The National Institutes of Health is planning to spend upwards of a billion dollars to deploy the latest technology in the hunt for molecular signposts that will play a key role in diagnosing and treating all forms of cancer.
In what is billed as the largest genetic research program since the human genome project outlined our genetic code, NIH Director Elias Zerhouni proclaimed the Cancer Genome Atlas initiative as the beginning of a new era in the treatment of cancer – a disease that will strike one half of all Americans at some point in their lives.
"Thanks to the tools and technologies developed by the human genome project and recent advances in using genetic information to improve cancer diagnosis and treatment, it is now possible to envision a systematic effort to map the changes in the human genetic blueprint associated with all known forms of cancer," said Zerhouni.
Researchers believe that what they know now about the molecular causes of cancer makes it possible to identify the errors in a cell's DNA that triggers cancer. And once armed with that information researchers will be able to identify a new generation of personalized medicines with much higher efficacy rates, as well new molecular diagnostics for detecting the disease at an early – and more easily treatable -- stage.
National Human Genome Research Institute and the National Cancer Institute will bankroll the initial three years of the project at a cost of $100 million.
"By pulling together some of the best minds in the cancer and genomics research communities, I am confident that the pilot will succeed, and we will go on to develop an atlas that will accelerate cancer research in ways we cannot even imagine today," said National Human Genome Research Institute director Francis S. Collins, MD, PhD.
It won't be easy. To accomplish its goal, researchers will need to gather hundreds of thousands of tumor samples from cancer patients. Those samples in turn will be studied so that the project leaders will be able to break down how cancers occur. In many cases, that could be a genetic error that triggers the overproduction of cancerous cells or the identification of molecules involved in genetic division.
The project also has drawn early fire from at least a few experts in the field. Brigham and Women's Hospital Geneticist Steve Elledge and Cold Spring Harbor Laboratory's Greg Hannon, for example, have said the project would starve more important projects of research funds while it was unlikely to meet its ambitious goals. Other critics have just as quickly piled on to complain of the NIH's slow progress on the subject, noting that a pilot project is likely to make only slow initial headway when the science is poised for huge strides toward's the NIH's express goal of eliminating the suffering and threat of cancer by 2015.
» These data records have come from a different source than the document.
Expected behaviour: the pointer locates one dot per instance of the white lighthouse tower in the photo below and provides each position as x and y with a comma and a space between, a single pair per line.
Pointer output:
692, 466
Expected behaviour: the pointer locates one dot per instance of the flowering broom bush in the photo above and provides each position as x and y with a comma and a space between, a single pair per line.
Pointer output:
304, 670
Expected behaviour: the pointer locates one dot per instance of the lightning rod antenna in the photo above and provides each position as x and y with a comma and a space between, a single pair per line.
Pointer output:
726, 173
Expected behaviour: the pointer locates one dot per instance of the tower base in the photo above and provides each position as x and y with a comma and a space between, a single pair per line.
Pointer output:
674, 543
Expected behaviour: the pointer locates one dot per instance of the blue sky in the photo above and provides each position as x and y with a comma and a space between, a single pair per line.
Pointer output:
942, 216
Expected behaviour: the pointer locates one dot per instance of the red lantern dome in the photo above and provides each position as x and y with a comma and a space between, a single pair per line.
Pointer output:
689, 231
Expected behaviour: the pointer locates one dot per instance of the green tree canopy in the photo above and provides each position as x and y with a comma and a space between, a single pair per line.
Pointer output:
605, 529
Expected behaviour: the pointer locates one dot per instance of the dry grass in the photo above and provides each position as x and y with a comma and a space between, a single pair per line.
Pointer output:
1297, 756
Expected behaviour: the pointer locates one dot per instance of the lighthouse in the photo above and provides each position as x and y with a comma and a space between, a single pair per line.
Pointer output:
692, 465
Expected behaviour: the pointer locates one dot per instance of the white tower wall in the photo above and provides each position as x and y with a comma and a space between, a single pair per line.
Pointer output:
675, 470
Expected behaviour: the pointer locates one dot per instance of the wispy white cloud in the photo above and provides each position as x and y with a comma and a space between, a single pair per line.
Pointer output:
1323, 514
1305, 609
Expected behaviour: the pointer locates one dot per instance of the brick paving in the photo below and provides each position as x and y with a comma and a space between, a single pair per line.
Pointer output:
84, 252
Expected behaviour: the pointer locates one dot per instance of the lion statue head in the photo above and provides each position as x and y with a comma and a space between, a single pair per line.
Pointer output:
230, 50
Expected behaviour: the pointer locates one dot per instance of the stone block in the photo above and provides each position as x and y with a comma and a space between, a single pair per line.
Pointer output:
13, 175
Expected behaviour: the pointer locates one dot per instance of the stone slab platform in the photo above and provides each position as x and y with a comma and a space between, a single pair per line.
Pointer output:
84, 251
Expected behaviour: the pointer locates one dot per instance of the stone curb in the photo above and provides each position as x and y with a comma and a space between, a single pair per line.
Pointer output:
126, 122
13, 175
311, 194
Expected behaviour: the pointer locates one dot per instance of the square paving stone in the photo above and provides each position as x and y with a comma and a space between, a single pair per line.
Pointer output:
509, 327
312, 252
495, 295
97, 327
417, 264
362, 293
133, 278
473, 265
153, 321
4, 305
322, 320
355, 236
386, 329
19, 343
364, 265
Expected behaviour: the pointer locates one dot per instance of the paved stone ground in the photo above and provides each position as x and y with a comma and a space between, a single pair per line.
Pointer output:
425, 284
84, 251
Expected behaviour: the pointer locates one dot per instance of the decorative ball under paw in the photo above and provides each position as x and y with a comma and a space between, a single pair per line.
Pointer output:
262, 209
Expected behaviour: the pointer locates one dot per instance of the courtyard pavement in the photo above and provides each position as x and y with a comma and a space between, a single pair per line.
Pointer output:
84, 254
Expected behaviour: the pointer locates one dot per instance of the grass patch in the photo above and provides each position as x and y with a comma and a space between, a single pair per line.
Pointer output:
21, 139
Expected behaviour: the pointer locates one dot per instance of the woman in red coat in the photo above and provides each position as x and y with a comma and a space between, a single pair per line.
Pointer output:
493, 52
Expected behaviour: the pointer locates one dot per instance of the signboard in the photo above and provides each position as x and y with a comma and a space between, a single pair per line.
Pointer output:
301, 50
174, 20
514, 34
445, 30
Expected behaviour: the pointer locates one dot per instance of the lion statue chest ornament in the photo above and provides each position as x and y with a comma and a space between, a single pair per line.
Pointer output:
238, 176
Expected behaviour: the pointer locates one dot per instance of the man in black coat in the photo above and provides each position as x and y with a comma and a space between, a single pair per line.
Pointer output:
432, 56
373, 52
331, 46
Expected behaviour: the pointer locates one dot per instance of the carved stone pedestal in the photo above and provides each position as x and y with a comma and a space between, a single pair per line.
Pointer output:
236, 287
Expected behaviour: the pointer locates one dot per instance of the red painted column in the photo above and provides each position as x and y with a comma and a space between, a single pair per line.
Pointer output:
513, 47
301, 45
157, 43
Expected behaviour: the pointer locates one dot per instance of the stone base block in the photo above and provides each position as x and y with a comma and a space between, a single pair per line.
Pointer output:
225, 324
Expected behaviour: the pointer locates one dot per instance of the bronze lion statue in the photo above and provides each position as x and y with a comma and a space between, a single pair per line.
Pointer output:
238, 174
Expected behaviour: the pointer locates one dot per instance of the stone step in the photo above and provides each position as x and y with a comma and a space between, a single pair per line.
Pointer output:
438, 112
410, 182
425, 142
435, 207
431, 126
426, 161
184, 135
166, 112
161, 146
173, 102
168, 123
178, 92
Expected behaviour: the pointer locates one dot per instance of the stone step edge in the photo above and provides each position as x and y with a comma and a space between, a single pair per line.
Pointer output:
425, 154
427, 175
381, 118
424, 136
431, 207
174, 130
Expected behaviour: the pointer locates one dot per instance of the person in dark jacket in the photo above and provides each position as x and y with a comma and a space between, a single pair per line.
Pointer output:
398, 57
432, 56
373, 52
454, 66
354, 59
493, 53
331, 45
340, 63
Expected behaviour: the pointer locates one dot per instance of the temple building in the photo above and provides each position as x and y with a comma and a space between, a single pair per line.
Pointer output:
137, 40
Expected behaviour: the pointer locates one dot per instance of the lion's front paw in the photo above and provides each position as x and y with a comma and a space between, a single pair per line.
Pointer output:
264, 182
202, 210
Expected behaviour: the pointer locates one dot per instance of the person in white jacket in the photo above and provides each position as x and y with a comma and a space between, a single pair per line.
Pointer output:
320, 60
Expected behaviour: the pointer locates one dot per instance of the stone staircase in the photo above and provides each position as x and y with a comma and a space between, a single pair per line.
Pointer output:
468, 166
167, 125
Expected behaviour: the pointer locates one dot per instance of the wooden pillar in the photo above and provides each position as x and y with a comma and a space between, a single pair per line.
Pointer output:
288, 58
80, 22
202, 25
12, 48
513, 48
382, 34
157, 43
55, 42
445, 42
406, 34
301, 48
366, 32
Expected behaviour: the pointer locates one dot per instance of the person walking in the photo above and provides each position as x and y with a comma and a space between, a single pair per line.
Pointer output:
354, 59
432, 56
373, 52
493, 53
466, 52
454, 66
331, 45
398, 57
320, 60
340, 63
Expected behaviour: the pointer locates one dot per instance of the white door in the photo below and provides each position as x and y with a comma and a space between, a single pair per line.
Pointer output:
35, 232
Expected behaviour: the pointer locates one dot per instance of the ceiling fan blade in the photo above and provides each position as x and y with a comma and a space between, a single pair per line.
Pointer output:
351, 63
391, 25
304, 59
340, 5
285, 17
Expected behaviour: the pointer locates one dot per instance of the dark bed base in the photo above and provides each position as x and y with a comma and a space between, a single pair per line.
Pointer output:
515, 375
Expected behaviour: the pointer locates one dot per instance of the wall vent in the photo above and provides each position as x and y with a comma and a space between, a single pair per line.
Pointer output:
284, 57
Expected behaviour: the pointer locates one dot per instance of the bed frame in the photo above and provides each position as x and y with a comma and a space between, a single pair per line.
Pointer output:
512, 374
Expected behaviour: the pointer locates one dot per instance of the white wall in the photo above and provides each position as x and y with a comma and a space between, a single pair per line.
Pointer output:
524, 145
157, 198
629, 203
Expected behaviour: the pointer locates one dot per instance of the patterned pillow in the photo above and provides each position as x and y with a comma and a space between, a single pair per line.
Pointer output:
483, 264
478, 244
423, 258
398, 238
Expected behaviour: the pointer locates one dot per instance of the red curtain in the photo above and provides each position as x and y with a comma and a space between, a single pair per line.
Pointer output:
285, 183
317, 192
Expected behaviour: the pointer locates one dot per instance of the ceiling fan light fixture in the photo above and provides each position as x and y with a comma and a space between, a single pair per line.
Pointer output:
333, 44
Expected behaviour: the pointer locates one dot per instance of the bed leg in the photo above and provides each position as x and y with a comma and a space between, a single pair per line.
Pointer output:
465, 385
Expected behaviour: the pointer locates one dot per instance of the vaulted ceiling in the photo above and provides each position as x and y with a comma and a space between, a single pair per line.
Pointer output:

But government research officials also note that this isn't virgin scientific territory, either. Private companies have already been able to develop drugs like Gleevec, a drug for chronic myeloid leukemia and gastrointestinal stromal tumors, and Herceptin, a drug for one form of breast cancer. And they know that other drugs are waiting to be developed for the more than 200 types of cancer that have been documented.
The diagnostics field in cancer and other areas has been booming as well. Only weeks ago scientists split away from the newly sold Ambion in Austin to start Asuragen, which will use its expertise to develop new diagnostic tests for cancer. And Frost & Sullivan estimates that the molecular oncology market will boom ahead at a rate of 33 percent a year.
The pilot project will initially focus on several specific cancers, and Zerhouni emphasized that researchers would need to hit several clearly outlined milestones before they would be allowed to go beyond the three-year study and on to complete the full atlas.
But there's no mistaking their enthusiasm to complete the full task.